La baisse des cours mondiaux du pétrole a contribué à un recul de l’inflation allemande plus marqué que ne l’avaient prévu les analystes pour le mois de juin. Selon les données publiées mardi par l’Office national des statistiques (Destatis), le taux d’inflation de la première économie de la zone euro est tombé à 2,4 pour cent, dépassant les prévisions qui tablaient sur un recul à 2,5 pour cent et poursuivant ainsi la tendance à la baisse amorcée en mai, où il s’établissait à 2,7 pour cent.
Ralentissement généralisé en Europe
Ce ralentissement est observable dans d’autres grands pays européens. La France a connu une baisse particulièrement marquée, revenant à l’objectif de 2 pour cent fixé par la Banque centrale européenne, tandis que l’inflation en Italie s’est modérée à 3,1 pour cent, contredisant les prévisions qui tablaient sur une stabilité.
Le principal facteur à l’origine de ces évolutions est la stabilisation des marchés de l’énergie, à mesure que les tensions au Moyen-Orient s’apaisent, ce qui fait baisser le coût du carburant et d’autres matières premières qui avaient auparavant connu une flambée en raison de la guerre.
La BCE maintient une position prudente
Ces évolutions ont conduit certains investisseurs à se demander si de nouvelles hausses des taux d’intérêt étaient nécessaires cette année. Malgré cela, la Banque centrale européenne maintient une position prudente.
Lors d’un symposium à Sintra, au Portugal, l’économiste en chef Philip Lane a souligné la nécessité de rester vigilant, notant que les décideurs politiques devaient surveiller la manière dont les précédentes flambées des prix de l’énergie continuent d’influencer le coût des services et des denrées alimentaires. Il a insisté sur le fait que la banque prendrait ses décisions réunion par réunion plutôt que de s’engager sur une trajectoire spécifique.
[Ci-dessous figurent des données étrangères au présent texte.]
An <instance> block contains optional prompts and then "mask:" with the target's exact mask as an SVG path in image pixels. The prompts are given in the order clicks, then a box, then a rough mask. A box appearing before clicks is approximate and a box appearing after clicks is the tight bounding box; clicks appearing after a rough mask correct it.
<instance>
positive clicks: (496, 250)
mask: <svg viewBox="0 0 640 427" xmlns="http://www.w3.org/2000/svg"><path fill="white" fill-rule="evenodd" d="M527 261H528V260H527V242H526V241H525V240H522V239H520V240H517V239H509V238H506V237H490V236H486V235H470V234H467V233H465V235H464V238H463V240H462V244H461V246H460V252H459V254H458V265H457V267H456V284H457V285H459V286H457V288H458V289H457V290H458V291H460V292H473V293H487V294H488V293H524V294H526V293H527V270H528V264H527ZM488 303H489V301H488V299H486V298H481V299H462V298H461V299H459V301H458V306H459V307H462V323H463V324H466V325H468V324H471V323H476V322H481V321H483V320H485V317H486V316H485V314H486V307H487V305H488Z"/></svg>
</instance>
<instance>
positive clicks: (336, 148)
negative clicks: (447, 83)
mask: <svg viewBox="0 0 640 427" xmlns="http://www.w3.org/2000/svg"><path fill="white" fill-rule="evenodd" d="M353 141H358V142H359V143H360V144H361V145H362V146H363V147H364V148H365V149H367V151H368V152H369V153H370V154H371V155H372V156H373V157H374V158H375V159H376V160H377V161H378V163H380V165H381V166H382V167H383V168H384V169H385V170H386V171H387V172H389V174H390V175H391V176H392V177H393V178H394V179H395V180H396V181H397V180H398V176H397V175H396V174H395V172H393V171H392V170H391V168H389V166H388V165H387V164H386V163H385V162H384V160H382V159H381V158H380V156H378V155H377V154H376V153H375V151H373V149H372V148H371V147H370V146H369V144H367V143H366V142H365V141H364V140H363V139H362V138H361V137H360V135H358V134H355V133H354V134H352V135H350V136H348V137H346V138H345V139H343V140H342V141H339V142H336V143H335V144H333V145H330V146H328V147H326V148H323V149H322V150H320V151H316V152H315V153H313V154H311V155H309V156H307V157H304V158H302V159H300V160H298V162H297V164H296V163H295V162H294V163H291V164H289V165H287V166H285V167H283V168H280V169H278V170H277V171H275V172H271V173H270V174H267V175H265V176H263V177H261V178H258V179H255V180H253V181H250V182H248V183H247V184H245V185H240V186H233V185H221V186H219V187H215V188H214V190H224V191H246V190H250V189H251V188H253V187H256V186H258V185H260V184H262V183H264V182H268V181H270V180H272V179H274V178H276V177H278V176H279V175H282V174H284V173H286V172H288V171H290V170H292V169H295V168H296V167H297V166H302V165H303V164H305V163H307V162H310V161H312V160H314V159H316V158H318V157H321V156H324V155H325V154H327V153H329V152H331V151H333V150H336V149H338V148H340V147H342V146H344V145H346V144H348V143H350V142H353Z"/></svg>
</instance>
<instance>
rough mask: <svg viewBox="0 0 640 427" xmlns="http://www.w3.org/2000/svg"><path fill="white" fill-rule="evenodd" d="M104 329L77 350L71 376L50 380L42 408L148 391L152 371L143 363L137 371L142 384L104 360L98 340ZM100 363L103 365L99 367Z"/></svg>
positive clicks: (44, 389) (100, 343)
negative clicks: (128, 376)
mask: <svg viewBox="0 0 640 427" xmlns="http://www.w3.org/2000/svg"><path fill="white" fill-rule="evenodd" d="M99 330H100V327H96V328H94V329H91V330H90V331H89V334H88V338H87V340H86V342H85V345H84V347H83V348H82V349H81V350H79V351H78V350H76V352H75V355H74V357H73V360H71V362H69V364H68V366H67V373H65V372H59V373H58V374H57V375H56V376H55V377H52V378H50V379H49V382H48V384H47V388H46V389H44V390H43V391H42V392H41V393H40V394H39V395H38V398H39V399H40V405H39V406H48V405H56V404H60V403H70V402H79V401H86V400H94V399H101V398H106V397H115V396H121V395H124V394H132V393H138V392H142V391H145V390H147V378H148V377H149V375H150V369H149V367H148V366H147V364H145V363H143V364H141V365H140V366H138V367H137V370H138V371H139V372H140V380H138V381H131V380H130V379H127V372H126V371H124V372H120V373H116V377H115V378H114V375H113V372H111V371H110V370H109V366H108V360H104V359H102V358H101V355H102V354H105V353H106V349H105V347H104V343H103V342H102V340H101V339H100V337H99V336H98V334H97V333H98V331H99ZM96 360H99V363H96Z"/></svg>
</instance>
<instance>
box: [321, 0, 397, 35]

Perspectives concernant les données de la zone euro
De même, le président de la Bundesbank, Joachim Nagel, a averti que l’impact du choc énergétique lié au conflit au Moyen-Orient se fait toujours sentir dans l’ensemble du système économique.
Alors que la zone euro s’apprête à publier mercredi ses propres chiffres de l’inflation pour le mois de juin, les experts anticipent une légère baisse de 3,2 pour cent à 3 pour cent, et s’attendent à ce que l’inflation sous-jacente — qui exclut les coûts volatils des denrées alimentaires et de l’énergie — recule également.